Song Meaning
This track feels like a raw, unfiltered reflection on a transformative, albeit painful, experience. The narrator acknowledges lessons learned and wounds sustained, ultimately emerging with "thick skin." There's a sense of closure, a "thank you for listening and thank you for everything that happened," signaling the end of a significant, "very strange journey."
The passage of time, marked by "one year, one year and four seasons," highlights a period of intense emotional fluctuation, moving from "hell to Eden" and tasting a forbidden "apple." This suggests a relationship or situation that was both alluring and ultimately led to departure, with the narrator admitting "I'm leaving" and having "other devils to dive into." The desire for the other person's happiness "from afar" underscores a complex mix of lingering affection and necessary distance.
A central theme is the narrator's relentless drive and resilience in the face of conflict. Phrases like "I entered a war" and "I'm coming home now" are repeated, emphasizing a return from battle, but with a crucial caveat: "it's not the same thing." This internal shift is profound, as "every day I learn something, I write and I erase," suggesting a constant process of re-evaluation and shedding old selves. The idea that "what died inside, who knows what brings it back to life" points to a deep, perhaps unrecoverable, internal change.
The lyrics powerfully convey a refusal to surrender, with "surrender" being a word absent from the narrator's "dictionary." The core struggle seems to be an internal one, a "problem" of "diving deep" and "loving lessons," but also a struggle against external forces that "hate the stranger" and "kill everything inside me, a whale." This internal "whale" could represent a powerful, perhaps overwhelming, aspect of the self or a deep-seated pain that the narrator fights to keep alive or understand.
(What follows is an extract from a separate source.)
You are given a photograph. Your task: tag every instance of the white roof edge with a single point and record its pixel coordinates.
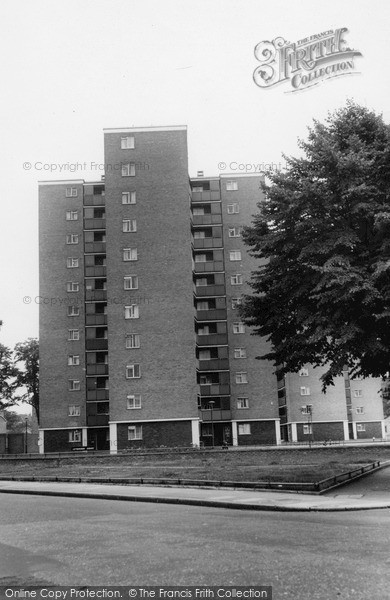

Despite the internal battles, the narrator expresses a profound weariness: "I don't have the strength anymore to keep wading through this night, because I'm human after all and I have limits." This admission of human frailty contrasts with the earlier "warrior" persona. The recurring idea that "the planet will spin, but we will keep moving away" suggests a sense of inevitable drift and disconnection, even as life continues. The final lines, "Nostalgia is a disease, and time does not return," and the assertion of being "above among the stars, I am lit up," signal a detachment from past pain and a present state of elevated self-awareness, culminating in a performance or "show" where the "moon and ocean" are given, perhaps as a final offering or testament.